# I think I made a Mistake....



## working_together (Oct 16, 2011)

I can't stop crying since I got home from work. I find returning to work full time a real challenge. My kids haven't adjusted, I'm exhausted, they are as well.

I took a job an hour a way (what was I thinking), I had to hire a babysitter for two hours in the am, and two hours in the pm, and the gas is costing me a fortune. If the job was easy, I'd say "ok, I can deal", but it's a really stressful job (child welfare), and I can't seem to retain everything....then I realized that I probably took a job too soon after my separation (which was Feb.), I thought I was ready, and now....I'm in a fvcking mess. I don't even enjoy the job much.

I need some help figuring out what I should do? I nodded off in a meeting, and my supervisor found out...not good.
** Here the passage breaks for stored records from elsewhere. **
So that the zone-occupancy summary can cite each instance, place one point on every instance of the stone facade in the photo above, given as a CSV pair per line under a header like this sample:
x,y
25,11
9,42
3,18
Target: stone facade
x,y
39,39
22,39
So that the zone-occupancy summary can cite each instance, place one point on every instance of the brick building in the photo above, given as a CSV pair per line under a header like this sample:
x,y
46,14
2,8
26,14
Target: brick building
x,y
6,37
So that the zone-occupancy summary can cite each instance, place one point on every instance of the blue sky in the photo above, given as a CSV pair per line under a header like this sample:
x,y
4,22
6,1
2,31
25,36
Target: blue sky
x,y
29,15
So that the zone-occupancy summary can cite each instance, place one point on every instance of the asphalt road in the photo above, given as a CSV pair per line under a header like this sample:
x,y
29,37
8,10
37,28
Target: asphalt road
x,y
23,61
I think we needed another couple of months to adjust to our new situation, being a single mother is obviously new to me, and at times I'm overwhelmed.

sucks


----------



## aug (Aug 21, 2011)

Do you think you may be going thru one of the stages of grieving?


----------



## lamaga (May 8, 2012)

OK, I think you need to go to your supervisor now. Sit down and tell her an edited version of what you told us -- that you are exhausted because of your personal upheaval. That you are 100% committed to the job, but you realize you have not been showing your best side. (I know you don't like the job, but this is not the time to say that.)

Can you negotiate maybe a 35-hr week? Maybe a couple of days off this week or next week? You can't think straight when you are this stressed, and since you've realized that your bosses know, you might as well come clean with them and ask for some accommodation. Beats getting fired.


----------



## samyeagar (May 14, 2012)

I tried to hold off as long as I could before telling my management. I ave a vey strong work ethic, and have never really let my life outside the office affect my work, but my seperation has caused some issues, and I let them know before the impact was noticable, just so they would have an idea. Of course, I did not go into all the details, just assured them that I was not in danger of being arested or anything, and they have been great working with me.

This is only temporary. Things will get better.


----------



## working_together (Oct 16, 2011)

Phew, things did get better, that was a horrible day, my daughter wouldn't go to school etc.

I did tell my supervisor a little of my sitch. That they're adjusting, and I'm adjusting to everything as a single mom.

Hopefully I don't get fired....


----------



## warlock07 (Oct 28, 2011)

Good to see that things are getting better working....


----------